Every December throughout my childhood, my father would rise from the couch on a Sunday afternoon and tell us that it was time to chop down the Christmas tree. But the Walsh men are not outdoorsmen; firmly suburban, we're at most screened-in-porch men. So by cutting down the yule tree, my dad meant climbing into the attic and bringing down the tinsel-covered bits of plastic and tubing, then assembling them into something resembling Tannenbaum form. Yes, though it shames me to say it now, we were a faux-fir family.
But is an artificial tree so bad? A new study by the well-regarded sustainability firm PE Americas found that owning an artificial tree--as do an estimated 50 million households in the U.S.--caused lower carbon emissions over a decade than did buying real trees 10 years in a row, chiefly because of the gasoline used to get a cut tree from farm to living room.
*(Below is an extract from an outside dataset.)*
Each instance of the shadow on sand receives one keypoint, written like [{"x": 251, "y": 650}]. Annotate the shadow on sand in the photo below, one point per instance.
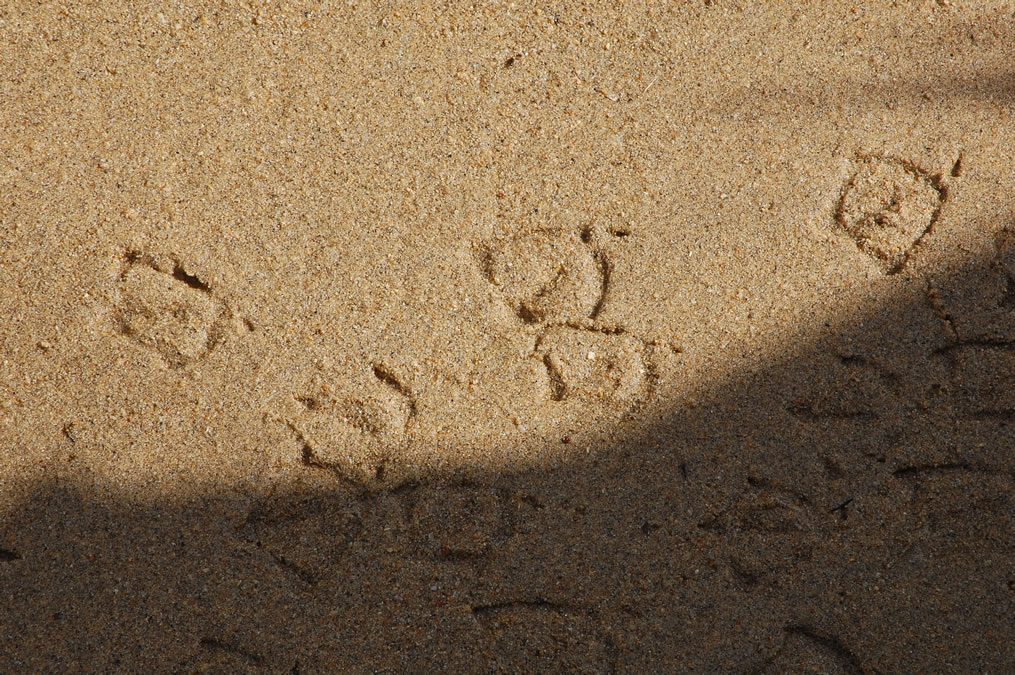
[{"x": 847, "y": 509}]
The big caveats, however, are that the study focused on carbon and was sponsored by the American Christmas Tree Association, which works with artificial-tree makers.
Ask environmentalists the which-is-greener question, and most will side with the National Christmas Tree Association (NCTA), which represents live-tree growers. "Even if you use a fake tree for 10 years, when you throw it away, it's not biodegradable," says the NCTA's communications director, Rick Dungey. "It's always better to use a natural product over an artificial one."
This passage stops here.